Additionally, the high viscosity of the adhesive under low temperatures increases the resistance in the metering pump, glue transport pipes, mixing plates, and mixing pipes, causing pressure on the pipeline walls and increasing resistance. Prolonged abnormal glue supply causes the adhesive to adhere to the inner wall of the transport pipes, partially blocking the pipes, leading to inaccurate metering or glue ratio, and significantly troubling the composite process.

 
To solve the temperature difference issue, adhesives required for production should be preheated in an oven for 12-24 hours beforehand to match the temperature of the working adhesive in the tank, avoiding deviations due to temperature differences and reducing instability factors during production.

The adhesive tank's inadequate sealing during add adhesive, resulting in a large amount of air mixing in the tank. During high humidity, water vapor in the air reacts with the NCO- component in the adhesive, causing an imbalance in the actual A/B adhesive ratio and deviation in the mixing ratio. The polyurethane formed by the reaction creates skinning inside the tank, potentially blocking the tank and the entire glue supply system, leading to poor glue supply from the mixing institution.

The adhesive tank should maintain a high level to reduce the presence of air. Apart from necessary adhesive additions, the tank lid should remain sealed to prevent air entry. Desiccants should be regularly checked to ensure they are not ineffective. The appearance of the desiccant usually indicates whether it can still be used. Used desiccants can be reused by baking in an oven until they revert from red to blue.

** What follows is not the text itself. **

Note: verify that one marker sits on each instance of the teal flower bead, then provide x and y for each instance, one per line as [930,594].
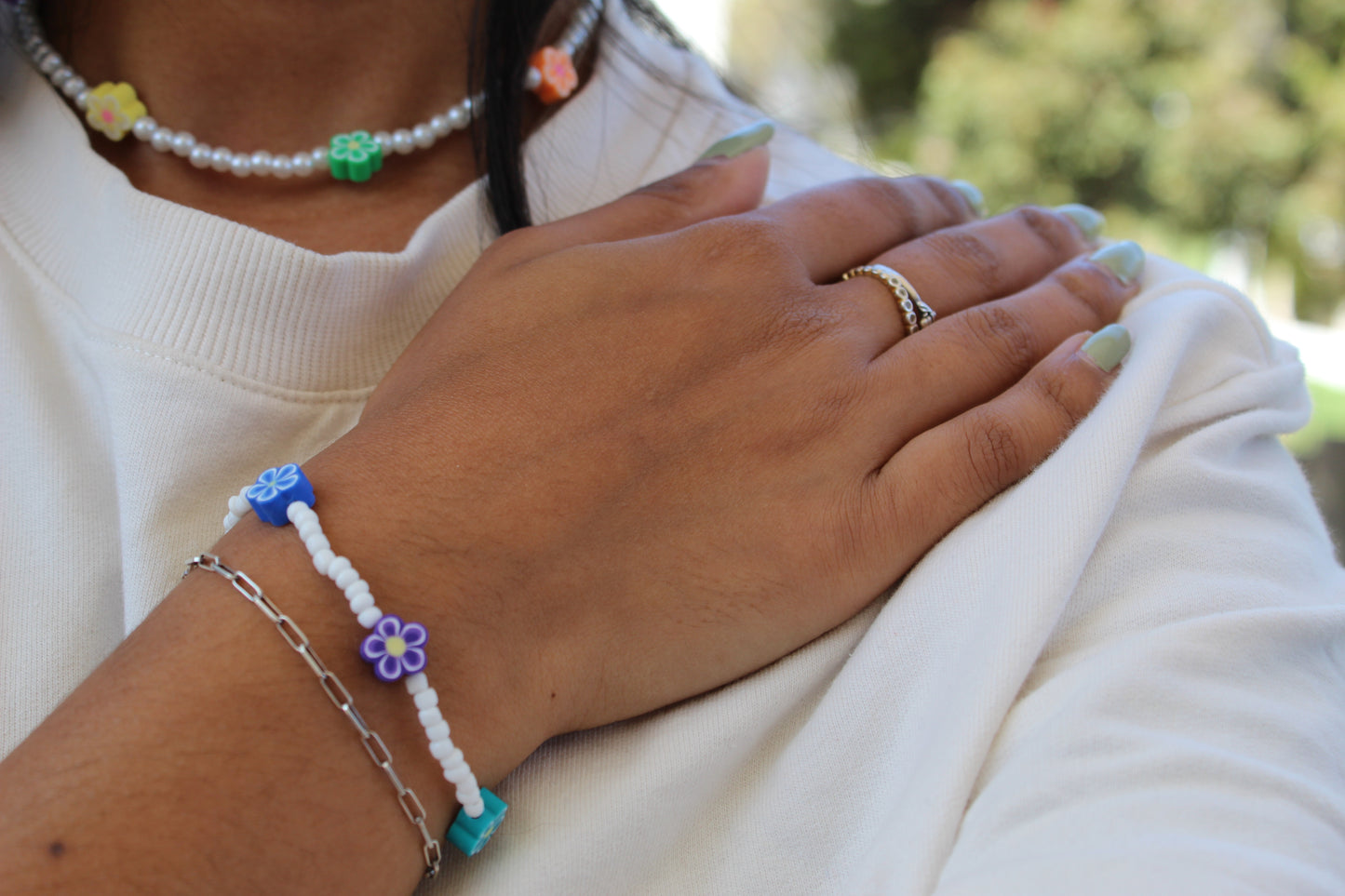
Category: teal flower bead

During adhesive addition, operators may mistakenly add A adhesive into the B adhesive tank or vice versa, causing cross-reactions and cross-linking within the tanks. Upon discovery, substantial losses have already occurred, and the increased viscosity due to A/B adhesive reactions can severely clog the tanks and entire glue supply system, leading to system paralysis and potential scrapping.

 
To prevent such low-level human errors, in addition to managerial controls, the following measures can be taken:

• Use the same distinguishable color markings for adhesive tanks and A/B component adhesives. For example, if A adhesive barrels are blue, paint the adhesive inlet of the A adhesive tank blue to alert operators against errors.
  
  

• During small adhesive barrel additions, drill holes in the adhesive barrel lid for faster adhesive addition. Quickly add the adhesive and seal the tank immediately to prevent excessive air entry. Minimize the time A adhesive barrels containing isocyanates (NCO-) are exposed to air to prevent reactions with moisture causing polymerization and skinning.
  
  

• Large barrel sealed adhesive addition can avoid temperature differences during addition and air contact issues, also minimizing hazardous waste from used adhesive barrels.